4 Late Devonian Extinction (Late D)

The Late Devonian Extinction was less severe than the other mass extinctions. At least 70% of all species went extinct

It occurred 375–360 million years ago at the end of the Frasnian Age and in the Devonian Period. This mass extinction lasted for over 20 million years.

Though opinions vary, the biggest evidence is attributed to global anoxia. The oxygen shortage was possibly triggered by global cooling or oceanic volcanism.

5 Ordovician–Silurian Extinction (O-S)

The Ordovician–Silurian Extinction actually consists of two consecutive mass extinctions. When combined together, O-S is widely considered to be the second most catastrophic extinction event in history.
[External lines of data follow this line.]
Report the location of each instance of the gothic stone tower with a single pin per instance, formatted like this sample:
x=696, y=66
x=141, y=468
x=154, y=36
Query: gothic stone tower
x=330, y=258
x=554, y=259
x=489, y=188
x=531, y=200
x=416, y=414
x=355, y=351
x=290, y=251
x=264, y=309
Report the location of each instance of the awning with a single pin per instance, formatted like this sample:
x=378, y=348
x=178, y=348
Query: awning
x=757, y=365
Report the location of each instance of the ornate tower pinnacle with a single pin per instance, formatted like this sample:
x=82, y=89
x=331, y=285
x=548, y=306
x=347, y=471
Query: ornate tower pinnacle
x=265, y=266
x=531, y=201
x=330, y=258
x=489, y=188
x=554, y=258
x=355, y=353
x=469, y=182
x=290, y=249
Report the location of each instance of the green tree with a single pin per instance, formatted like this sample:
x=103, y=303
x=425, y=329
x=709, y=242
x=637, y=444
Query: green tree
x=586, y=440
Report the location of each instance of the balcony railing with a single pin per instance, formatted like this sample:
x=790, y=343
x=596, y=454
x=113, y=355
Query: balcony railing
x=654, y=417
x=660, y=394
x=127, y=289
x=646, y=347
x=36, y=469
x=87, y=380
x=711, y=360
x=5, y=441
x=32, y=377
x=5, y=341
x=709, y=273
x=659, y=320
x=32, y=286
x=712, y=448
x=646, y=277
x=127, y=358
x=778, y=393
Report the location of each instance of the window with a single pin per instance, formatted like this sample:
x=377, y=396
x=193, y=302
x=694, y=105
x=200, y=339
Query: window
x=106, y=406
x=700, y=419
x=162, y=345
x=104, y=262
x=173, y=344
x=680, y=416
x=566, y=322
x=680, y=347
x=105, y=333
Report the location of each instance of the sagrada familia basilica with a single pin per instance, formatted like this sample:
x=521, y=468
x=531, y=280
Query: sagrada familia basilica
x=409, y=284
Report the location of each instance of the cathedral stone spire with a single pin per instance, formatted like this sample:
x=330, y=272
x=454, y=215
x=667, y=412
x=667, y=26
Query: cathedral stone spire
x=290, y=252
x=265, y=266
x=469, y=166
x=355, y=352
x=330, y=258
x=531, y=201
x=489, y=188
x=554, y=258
About 450–440 million years ago, 60% to 70% of all species were vanquished. This included 85% of marine species that died.

The primary cause of the Ordovician–Silurian Extinction is believed to be massive glaciation and sea level drop. As continental drift carried Gondwana to the South Pole, this locked water into ice caps. Overall, sea levels substantially dropped.